Шрифт:
— Привет, — говорю я ему.
— А, — говорит он, — это ты, Вовка?!
Пока я раздумываю, стоит ли подтверждать его догадку относительно того я это или не я, он сует нечто замусоленное, без переплета.
— Смотри, это я купил, — брызжет он слюнками, — редчайшая книга Беза — Дель-Ника на секретном языке неизвестного племени аборигенов из Одессы!
Я рассматриваю книгу, а брат, благостно шурша бородой, объясняет, что редкая книга написана рукой.
В это время слева раздается переливчатый звон. Какой–то кудлатый мужик на деревянной ноге приволок целый мешок цепочек от унитаза и продает их по три тугрика за штуку.
Брат бросается туда и ожесточенно торгуется. Так, как денег ему жаль, он предлагает меняться. Наконец они сговариваются. За пузырек праны тибетского мудреца Ту — Не-Ядца Брат выменивает четыре цепочки и устремляется в ряды автолюбителей; я покидаю барахолку и еду ко второму брату.
Дверь открывает мама. Она одета в самое старое платье, огромные туфли образца «Маленький Мук» и приветствует меня словами:
— А, это ты Вовка?
Я выражаю восторг от ее догадливости, но она, недослышав и не подав вида, говорит:
— Нет, старшего еще не было, а Маля уже встал. Сейчас будем кушать.
— Я завтракал, — говорю я.
— Ага, — говорит мама, — Средний тортик купил вчера, я тебе оставила.

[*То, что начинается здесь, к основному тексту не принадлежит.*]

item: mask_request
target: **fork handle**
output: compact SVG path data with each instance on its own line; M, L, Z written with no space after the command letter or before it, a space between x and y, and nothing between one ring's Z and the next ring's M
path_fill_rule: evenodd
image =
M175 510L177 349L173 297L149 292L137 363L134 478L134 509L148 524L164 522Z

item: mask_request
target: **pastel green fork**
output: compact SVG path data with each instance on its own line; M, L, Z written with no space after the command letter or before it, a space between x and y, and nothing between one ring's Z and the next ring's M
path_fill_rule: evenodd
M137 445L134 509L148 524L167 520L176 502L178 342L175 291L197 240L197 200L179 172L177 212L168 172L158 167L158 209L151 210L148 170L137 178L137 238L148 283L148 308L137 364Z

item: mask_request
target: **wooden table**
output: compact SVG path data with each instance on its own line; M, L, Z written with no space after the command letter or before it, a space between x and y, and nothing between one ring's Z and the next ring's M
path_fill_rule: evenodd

— Ел я, говорю, — говорю я.
— Я себя лучше чувствую, — отвечает мама, — нога не так уже болит.
Из ванной выходит Маля. Он в теплом набрюшнике.
— Приехал, — приветствует он меня.
Малькой его назвал я, когда был маленький и ничего не соображал. Вообще–то он Валя, но мы по–прежнему зовем его, как в детстве. Он у нас единственный с двумя именами.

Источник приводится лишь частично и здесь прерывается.